Watch ITV News Meridian's Nicki Woodcock reporting live from Blackbushe Airport
An aircraft, dating back to the 1940s, is being restored near Camberley, Surrey following a £30,000 fundraising campaign to bring it back on British soil.The Vickers Viking G-AGRW 'Vagabond', one of only six of its kind remaining in the world, arrived at Blackbushe Airport in May following a 950 mile journey from Bad Vöslau, Austria.
It ended up in Europe, some time after it was decommissioned in the mid-1960s.
For a time, the aircraft was leased by a fast food restaurant near Vienna Airport where it was used for children's birthday parties.
Now, it is in a relatively poor state having been battered by the weather over the last 10 years at the Austrian Aviation Museum. A storm in 2014 literally ripped off its tail.
The Vickers Viking was Britain's first post-war commercial airliner.
In the 1950s and 60s, there would have been approximately 30 of the aircraft at Blackbushe Airport flying passengers all over western Europe.
The aircraft carried around 20 passengers at a time for British European Airways which eventually became part of British Airways.
Blackbushe Heritage Trust was formed at the start of 2022, with a mission to bring the Vickers Viking G-AGRW 'Vagabond' back to Surrey, where it was built.
Thousands of pounds was raised to enable volunteers and specialist crew to travel to Austria to strip out air-conditioning units and restaurant fittings before transporting it to the UK.
Phil Johns, Trustee, said: "A team of six volunteers and two professional aircraft maintenance people went to Vienna and disassembled this aircraft over a long weekend.
"The six volunteers from here at Blackbushe were there to primarily lighten the aircraft and take out the whole interior."
Now the aircraft is back at Blackbushe Airport, volunteers are working hard to restore her for future generations to enjoy.
Captain Mike Bennison, Pilot, said: "She was unfortunately known as 'The Pig', but if you look at her at the moment, they're cleaning all the paint off and on the front of her nose where her lipstick used to be.
"She would really look after you during your flight.

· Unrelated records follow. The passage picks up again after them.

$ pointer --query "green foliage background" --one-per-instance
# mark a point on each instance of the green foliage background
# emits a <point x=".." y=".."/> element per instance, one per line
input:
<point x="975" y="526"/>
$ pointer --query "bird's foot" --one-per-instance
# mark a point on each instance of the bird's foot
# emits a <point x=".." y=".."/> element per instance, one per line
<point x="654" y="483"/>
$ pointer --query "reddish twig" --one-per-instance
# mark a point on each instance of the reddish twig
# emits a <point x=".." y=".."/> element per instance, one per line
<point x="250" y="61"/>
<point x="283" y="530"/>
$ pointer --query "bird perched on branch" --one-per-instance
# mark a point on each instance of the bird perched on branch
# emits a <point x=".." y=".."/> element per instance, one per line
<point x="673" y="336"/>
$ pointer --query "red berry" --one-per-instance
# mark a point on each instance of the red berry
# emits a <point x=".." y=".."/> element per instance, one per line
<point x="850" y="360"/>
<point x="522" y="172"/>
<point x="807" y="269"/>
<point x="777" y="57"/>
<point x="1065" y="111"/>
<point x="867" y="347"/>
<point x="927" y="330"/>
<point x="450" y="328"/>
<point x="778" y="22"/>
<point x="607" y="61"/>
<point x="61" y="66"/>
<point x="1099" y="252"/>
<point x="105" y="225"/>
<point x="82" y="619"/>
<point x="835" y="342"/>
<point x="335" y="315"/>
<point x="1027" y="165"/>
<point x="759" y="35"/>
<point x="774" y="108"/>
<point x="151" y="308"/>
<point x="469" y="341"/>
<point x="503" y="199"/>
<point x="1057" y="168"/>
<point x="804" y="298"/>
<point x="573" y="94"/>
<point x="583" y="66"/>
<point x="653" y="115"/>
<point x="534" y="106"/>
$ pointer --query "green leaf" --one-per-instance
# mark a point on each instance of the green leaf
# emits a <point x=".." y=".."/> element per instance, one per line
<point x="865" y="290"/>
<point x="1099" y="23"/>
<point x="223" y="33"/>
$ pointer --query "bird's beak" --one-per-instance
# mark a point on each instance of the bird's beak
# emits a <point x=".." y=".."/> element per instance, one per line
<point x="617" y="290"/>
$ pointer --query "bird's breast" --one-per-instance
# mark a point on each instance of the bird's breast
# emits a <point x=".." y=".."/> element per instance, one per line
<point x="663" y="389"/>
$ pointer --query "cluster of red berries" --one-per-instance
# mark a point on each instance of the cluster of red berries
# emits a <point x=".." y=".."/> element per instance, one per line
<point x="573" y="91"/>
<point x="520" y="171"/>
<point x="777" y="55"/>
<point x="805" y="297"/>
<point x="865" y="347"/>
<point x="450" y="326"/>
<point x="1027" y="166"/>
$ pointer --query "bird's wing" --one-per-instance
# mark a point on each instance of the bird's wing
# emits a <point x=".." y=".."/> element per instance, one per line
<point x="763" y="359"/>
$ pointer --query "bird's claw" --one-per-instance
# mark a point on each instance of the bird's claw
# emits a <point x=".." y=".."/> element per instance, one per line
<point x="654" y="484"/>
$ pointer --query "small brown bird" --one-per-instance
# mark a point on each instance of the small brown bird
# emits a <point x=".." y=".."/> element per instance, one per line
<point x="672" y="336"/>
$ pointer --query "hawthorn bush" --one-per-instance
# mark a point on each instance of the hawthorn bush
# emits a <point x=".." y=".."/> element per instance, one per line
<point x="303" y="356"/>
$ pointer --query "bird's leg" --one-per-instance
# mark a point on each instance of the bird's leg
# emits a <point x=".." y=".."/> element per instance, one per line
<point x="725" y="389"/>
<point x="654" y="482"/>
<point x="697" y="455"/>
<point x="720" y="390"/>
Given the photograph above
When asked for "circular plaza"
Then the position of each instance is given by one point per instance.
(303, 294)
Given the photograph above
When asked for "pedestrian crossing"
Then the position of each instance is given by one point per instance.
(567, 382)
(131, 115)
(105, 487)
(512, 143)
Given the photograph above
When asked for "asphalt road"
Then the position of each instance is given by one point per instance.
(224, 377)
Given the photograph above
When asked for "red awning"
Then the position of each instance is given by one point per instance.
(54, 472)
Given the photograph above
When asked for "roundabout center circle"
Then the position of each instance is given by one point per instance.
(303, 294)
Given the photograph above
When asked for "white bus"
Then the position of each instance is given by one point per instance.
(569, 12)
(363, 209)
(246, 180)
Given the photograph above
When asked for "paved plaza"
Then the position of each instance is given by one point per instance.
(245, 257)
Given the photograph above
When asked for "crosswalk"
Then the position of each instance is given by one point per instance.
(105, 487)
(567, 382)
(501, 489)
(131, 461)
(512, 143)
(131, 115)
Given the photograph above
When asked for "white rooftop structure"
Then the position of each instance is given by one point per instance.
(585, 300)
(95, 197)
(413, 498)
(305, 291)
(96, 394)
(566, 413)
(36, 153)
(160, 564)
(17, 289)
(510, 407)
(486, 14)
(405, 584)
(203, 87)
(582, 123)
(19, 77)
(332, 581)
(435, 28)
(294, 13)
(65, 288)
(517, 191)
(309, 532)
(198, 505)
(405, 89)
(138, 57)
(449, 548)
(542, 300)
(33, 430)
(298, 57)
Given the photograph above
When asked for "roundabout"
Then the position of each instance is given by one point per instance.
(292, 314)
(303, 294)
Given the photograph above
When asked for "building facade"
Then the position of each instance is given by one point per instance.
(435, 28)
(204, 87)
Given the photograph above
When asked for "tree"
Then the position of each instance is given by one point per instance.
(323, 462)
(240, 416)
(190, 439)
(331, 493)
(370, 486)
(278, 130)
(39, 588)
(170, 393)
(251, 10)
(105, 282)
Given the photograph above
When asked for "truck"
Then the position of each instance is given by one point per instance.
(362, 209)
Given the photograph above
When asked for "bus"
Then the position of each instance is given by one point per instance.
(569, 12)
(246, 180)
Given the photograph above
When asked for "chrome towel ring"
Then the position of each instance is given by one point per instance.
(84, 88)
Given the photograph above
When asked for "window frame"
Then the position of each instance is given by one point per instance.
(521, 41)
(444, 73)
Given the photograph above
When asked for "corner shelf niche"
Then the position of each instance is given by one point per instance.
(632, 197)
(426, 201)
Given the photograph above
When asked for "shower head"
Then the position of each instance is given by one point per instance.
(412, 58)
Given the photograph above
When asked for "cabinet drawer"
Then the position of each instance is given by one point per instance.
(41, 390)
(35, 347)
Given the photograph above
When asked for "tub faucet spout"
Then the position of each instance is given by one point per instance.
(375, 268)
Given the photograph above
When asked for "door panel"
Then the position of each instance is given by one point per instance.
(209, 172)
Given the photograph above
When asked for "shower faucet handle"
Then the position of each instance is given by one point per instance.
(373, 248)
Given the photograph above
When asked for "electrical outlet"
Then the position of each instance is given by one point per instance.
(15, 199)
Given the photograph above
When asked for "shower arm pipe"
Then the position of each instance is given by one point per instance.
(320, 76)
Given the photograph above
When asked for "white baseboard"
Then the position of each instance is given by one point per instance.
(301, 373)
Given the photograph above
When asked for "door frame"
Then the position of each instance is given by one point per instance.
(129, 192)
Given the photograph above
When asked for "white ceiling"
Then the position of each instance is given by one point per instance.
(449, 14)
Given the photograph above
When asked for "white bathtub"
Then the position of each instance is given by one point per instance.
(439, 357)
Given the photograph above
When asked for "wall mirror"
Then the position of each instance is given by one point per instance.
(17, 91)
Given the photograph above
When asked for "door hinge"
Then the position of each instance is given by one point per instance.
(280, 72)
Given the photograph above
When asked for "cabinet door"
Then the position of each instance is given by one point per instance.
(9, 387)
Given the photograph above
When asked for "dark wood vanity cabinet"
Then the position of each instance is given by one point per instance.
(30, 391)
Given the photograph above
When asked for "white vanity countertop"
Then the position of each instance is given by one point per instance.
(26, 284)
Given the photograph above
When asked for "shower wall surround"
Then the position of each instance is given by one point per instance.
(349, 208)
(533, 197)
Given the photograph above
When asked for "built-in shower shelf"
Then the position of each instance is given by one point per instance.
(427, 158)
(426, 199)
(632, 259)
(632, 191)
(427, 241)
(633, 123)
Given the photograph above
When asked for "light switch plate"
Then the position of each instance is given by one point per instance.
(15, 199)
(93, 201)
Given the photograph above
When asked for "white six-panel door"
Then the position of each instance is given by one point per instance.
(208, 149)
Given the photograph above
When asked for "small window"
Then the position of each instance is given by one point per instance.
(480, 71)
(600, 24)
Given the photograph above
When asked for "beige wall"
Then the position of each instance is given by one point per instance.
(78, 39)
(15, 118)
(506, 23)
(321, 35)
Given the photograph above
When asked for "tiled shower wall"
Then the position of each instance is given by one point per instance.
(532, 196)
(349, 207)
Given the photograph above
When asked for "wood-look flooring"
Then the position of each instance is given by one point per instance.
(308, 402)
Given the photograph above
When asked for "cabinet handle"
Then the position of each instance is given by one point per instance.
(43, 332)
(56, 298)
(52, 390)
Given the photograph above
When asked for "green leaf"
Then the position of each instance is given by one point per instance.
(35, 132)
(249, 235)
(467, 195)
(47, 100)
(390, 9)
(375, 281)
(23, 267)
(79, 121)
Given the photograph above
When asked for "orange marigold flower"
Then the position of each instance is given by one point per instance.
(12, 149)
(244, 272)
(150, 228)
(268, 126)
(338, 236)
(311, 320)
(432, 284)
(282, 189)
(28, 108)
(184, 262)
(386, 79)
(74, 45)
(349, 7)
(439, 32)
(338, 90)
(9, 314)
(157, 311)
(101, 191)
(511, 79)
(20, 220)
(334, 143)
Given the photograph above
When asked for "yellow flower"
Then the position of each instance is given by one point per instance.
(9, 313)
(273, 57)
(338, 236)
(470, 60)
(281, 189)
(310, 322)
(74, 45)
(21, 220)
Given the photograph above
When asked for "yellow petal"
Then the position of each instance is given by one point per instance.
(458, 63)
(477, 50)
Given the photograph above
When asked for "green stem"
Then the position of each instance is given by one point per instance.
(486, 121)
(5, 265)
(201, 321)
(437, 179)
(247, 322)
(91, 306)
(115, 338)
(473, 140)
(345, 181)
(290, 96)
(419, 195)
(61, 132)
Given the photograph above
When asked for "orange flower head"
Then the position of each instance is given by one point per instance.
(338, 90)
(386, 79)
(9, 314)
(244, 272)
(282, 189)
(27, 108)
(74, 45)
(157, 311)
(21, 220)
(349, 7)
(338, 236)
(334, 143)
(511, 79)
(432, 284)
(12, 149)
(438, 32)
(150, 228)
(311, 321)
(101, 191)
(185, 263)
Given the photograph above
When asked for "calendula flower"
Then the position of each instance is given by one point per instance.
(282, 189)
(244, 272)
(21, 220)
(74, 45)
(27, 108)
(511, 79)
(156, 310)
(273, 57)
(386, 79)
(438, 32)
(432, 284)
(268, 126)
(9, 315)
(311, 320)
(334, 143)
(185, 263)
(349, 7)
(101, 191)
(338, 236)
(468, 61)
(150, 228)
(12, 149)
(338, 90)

On landing, it depends whether it is a good day or a bad day, it wasn't a good idea to get it wrong because you start bouncing and when you start bouncing you go higher and higher and then you have to fly away."
The hope is that the aircraft will form part of a new heritage centre at the airport.
Peter Brown, Chairman, Blackbushe Heritage Trust, said: "The heritage centre will reflect Blackbushe right from its early days in the war.
"The days of the civil airliners of the 1950s were a very important part of the operation so to see a Viking here again is crucial."
Volunteers hope the aircraft will be returned to its former glory in approximately five to 10 years.